Duggar and her husband embraced their pro-life stance after she lost a child to a miscarriage much earlier in their marriage. The national publicity has only helped the Duggars spread the message, she said.

“The power of life and death is in the Word,” she said. “We realized that in a very unusual and painful way early in our marriage.”

The Duggars’ endorsement of pro-life candidates and the couple’s politics, as well as their decisions to share their children’s lives and document a more recent miscarriage on television, have opened them to criticism. But Michelle Duggar seems adjusted to the idea that her views and methods can be seen as controversial and finds validation in her faith.

“Those that are hearing and willing to hear, it will reach their hearts,” Duggar said. “I’m not sharing a message from my mind. I’m not sharing facts and information. I’m sharing a message from the heart.”
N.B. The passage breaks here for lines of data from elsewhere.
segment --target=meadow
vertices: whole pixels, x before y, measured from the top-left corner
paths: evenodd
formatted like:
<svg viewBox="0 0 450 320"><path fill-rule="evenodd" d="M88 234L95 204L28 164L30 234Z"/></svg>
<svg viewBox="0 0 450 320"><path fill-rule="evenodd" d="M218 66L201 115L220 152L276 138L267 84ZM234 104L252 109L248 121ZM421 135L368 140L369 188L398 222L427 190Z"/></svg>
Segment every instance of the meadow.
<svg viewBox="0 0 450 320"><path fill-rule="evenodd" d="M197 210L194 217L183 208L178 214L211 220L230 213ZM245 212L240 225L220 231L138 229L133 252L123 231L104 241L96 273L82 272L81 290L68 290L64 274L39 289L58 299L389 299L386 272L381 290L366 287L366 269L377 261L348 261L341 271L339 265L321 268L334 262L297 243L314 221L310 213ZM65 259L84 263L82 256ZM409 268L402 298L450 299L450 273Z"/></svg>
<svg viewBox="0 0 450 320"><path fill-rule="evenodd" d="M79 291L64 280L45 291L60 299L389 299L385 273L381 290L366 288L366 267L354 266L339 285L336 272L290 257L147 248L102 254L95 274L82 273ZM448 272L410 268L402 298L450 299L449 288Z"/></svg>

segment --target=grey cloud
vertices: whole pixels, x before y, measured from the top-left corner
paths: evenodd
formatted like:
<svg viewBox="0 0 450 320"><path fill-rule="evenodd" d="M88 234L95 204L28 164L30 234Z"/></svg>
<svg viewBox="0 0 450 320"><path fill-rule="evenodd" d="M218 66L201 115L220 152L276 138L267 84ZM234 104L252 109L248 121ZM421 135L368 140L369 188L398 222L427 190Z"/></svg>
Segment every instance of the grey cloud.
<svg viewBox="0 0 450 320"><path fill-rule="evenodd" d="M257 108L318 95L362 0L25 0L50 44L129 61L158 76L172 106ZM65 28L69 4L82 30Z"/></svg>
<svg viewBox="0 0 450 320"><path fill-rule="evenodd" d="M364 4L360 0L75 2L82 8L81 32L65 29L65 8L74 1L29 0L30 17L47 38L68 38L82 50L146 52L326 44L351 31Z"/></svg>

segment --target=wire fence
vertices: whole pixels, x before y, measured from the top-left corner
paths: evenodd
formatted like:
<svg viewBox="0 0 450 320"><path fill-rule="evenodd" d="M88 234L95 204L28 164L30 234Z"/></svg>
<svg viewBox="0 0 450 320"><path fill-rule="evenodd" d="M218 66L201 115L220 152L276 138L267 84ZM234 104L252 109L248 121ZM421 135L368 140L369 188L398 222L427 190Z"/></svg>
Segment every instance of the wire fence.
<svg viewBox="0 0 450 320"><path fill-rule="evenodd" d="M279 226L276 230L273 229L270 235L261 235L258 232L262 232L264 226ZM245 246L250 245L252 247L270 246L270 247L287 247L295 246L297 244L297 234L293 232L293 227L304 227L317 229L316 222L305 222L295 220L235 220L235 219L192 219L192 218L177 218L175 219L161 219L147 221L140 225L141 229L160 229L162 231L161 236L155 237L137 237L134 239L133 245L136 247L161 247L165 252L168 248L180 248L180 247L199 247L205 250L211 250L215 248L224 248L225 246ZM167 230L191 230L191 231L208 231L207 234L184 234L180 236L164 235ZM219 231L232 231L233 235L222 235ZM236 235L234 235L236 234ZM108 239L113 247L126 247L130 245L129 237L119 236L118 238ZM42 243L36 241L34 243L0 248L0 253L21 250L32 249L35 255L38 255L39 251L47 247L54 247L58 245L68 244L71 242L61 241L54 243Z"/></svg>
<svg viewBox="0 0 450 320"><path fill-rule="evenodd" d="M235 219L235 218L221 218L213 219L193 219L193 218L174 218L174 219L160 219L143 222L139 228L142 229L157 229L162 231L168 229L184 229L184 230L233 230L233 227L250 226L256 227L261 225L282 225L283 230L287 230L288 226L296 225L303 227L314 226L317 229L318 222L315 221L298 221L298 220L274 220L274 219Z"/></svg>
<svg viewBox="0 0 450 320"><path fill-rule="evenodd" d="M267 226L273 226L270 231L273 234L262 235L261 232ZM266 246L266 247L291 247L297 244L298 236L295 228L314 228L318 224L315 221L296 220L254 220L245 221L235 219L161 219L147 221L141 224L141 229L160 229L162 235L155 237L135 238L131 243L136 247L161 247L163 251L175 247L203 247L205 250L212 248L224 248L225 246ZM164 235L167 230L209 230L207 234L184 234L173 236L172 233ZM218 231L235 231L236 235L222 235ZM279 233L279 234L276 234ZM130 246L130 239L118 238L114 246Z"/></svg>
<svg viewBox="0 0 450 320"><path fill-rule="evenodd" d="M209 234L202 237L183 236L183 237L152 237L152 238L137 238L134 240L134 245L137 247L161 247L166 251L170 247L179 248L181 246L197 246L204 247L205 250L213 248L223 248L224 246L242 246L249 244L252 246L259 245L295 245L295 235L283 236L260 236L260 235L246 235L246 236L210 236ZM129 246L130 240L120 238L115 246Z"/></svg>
After the first miscarriage, the Duggars went on to have the first of two sets of twins, and the family ranks continued to swell.

“Before we knew it we were outnumbered and saying, ‘What have we done?’” Duggar said jokingly. “I couldn’t imagine life without one of them.”

It might have been a life less public, if not for politics.

Jim Bob Duggar served four years in the Arkansas House of Representatives followed by a failed run for the Republican nomination for the U.S. Senate in 2002. A photographer noticed Michelle and the kids, numbering 14 at the time, arriving to vote during Jim Bob’s Senate primary race and got a picture that was picked up by The Associated Press, printed in The New York Times and reprinted by parenting magazines.

That exposure led TLC to approach the Duggars for the original documentary, “14 Children & Pregnant Again,” which aired on Discovery Health in 2004 and was the highest-rated documentary the channel had broadcast.

The Duggars saw the documentaries and their current program as a way to share their values and insisted TLC not edit out any examples of the family’s faith.

“People will say, ‘I love your show,’ and I will kind of chuckle,” Duggar said. “It’s really not a show. It’s our lives.”

Duggar acknowledged it was unusual to have strangers approach her and her children in public to remark how an individual child has grown. But they have gotten used to cameramen and sound technicians in the 7,000-SF house they built themselves and have come to see some members of the production team as extended family.

“It’s not that intrusive for us because we’re such a busy family,” Duggar said. “They’re quieter than our family by far.”